Composted Animal Manure as Source of Crop Nutrients

Animal manure is an organic by-product of livestock industry containing many valuable macro (N, P, K) and micro nutrients (boron, calcium, copper, iron, magnesium, manganese, molybdenum, sulfur, zinc). It is one of the most economical sources of crop nutrients. The organic matter (an important component of soil fertility) and plant nutrients added to soil through animal manures can prove an asset rather than a liability for producers. Organic matter improves soil tilth, increases water-holding capacity, lessens erosion, improves soil aeration and has a beneficial effect on soil microorganisms and plants. There are about 1.3 billion cattle worldwide, slightly more than 1 billion sheep, around 1 billion pigs, 800 million goats and 17 billion chickens (FAO). As per estimates they produce around 13 billion tons of fecal matter each year. Untreated manures can cause (i) leaching of nitrates and pathogens into groundwater (ii) their direct application to soil can result in oversupply of nutrients that can damage the soil fertility. In many parts of Asia as much as 25 % of the entire crop have already suffered from excess phosphorous added through animal manures. The effective management of animal manures is a matter of concern and needs some low labor intensive economical technology.

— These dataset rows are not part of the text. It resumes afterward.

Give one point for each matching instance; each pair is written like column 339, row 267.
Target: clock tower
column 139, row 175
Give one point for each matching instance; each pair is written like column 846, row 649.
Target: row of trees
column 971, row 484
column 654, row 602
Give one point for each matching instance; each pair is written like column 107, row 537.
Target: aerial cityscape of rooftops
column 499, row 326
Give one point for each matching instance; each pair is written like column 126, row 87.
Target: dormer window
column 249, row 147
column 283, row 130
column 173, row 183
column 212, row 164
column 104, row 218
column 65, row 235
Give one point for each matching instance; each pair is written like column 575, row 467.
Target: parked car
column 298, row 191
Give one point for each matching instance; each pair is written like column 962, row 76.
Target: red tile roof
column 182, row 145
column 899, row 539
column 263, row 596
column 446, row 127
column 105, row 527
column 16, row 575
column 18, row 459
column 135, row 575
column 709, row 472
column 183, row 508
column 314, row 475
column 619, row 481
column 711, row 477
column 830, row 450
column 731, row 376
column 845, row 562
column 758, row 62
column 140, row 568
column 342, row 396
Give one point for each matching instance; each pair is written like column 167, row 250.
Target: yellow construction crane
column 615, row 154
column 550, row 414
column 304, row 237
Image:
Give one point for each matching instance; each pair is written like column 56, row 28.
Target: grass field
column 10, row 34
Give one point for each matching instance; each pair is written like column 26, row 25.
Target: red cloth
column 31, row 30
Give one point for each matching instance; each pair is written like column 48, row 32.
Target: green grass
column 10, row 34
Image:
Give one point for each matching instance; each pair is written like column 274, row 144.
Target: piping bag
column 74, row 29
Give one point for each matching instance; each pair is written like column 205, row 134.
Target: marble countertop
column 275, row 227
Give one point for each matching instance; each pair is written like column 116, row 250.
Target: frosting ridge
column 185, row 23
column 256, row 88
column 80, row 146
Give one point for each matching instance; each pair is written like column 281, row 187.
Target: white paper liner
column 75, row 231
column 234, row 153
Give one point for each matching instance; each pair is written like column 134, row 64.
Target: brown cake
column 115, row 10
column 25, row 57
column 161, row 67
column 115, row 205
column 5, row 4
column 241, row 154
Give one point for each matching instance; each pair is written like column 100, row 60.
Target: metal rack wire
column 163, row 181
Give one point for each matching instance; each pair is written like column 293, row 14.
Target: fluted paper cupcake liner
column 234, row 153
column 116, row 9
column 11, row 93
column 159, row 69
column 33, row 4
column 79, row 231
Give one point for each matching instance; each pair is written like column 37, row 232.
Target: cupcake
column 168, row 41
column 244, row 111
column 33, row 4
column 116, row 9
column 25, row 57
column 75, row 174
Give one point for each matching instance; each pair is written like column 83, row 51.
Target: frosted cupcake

Composting is an effective manure management tool that recycles nutrients and stabilizes them, reduces volume, kills pathogens and weeds seeds. The process of composting involves the aerobic decomposition of organic materials by different group of microorganisms under controlled conditions. During the decomposition of organic-by products, the microorganisms feed on organic matter while using oxygen. The heat generated during the active process of composting can kill Escherichia coli, Salmonella and Listeria monocytogenes, the commonly found pathogens. However, the high moisture content, the low C: N ratio and low porosity are some of the physical characteristics that need to be taken care of before composting solid animal manures. The mixing of animal manures (in appropriate ratio) with some bulking agent such as cereals straw (C: N ratio > 80 :1) can reduce the high C:N ratio of latter to 50:1 (desirable ratio to initiate decomposition). In addition, the high moisture content and low porosity of animal manures gets amended by mixing them with cereal straw, thereby improving the physical structure of composting mixture. Urban residues such as leaves and grass clippings can also be used as co-composting substrates to produce soil amendments high in organic-matter content. The process of composting can be carried out in pits or heaps depending upon the availability of space and the process can be accelerated by inoculation with cellulolytic /lignolytic microbial consortium (Aspergillus sp., Phanerochaete chrysosporium, Pleuretus sajor caju and Polyphorus varsicolor, Trichoderma sp.). The moisture content of the composting mixture should be around 60-65 % and air needs to be incorporated routinely by turning the mixture at fortnightly intervals. The compost with high humus content gets ready with in 90 days. However, the quality of the compost is very important, to avoid phytotoxicity and nitrogen immobilization. Ultimately it is the quality of compost that supports soil fertility in organic agriculture. The proper use of composted animal manures can improve the physico-chemical and biological properties of soil, retain nutrients and help in proliferation of beneficial microbial communities besides reducing wind and water erosion.

Application of straw-manure compost to cultivable soil should be based on the nutrient requirements of the crop. Most crops need a nitrogen-to-phosphorus (N: P) ratio of 7- 10: 1, whereas composted manures commonly have an N : P ratio of 1-2: 1. To prevent nutrient loading and high levels of phosphorus that can accumulate when manure application is ill managed and not properly monitored, nutrient management plans may be based upon phosphorus management.

The influence of compost can vary depending on its quality, the soil parameters, and the utilization strategy. Testing soil for nutrients can alleviate nutrient loading.

• Analyze the soil for pH, residual N, available P and K.
• Analyze manure for dry matter contents as well as N, P, and K contents.
• Applying composted manure just before planting or at peak growing stages gives plants the best opportunity to use the nutrients. It also reduces the chance of nutrient run off.
• Too much manure may be harmful to the water supply and too little may not meet the crop requirements.
• Use supplemental fertilizer if needed: If application rates are based on phosphorus, extra N may be needed. P and K can buildup in the soil if manure is used to meet the N needs of a crop.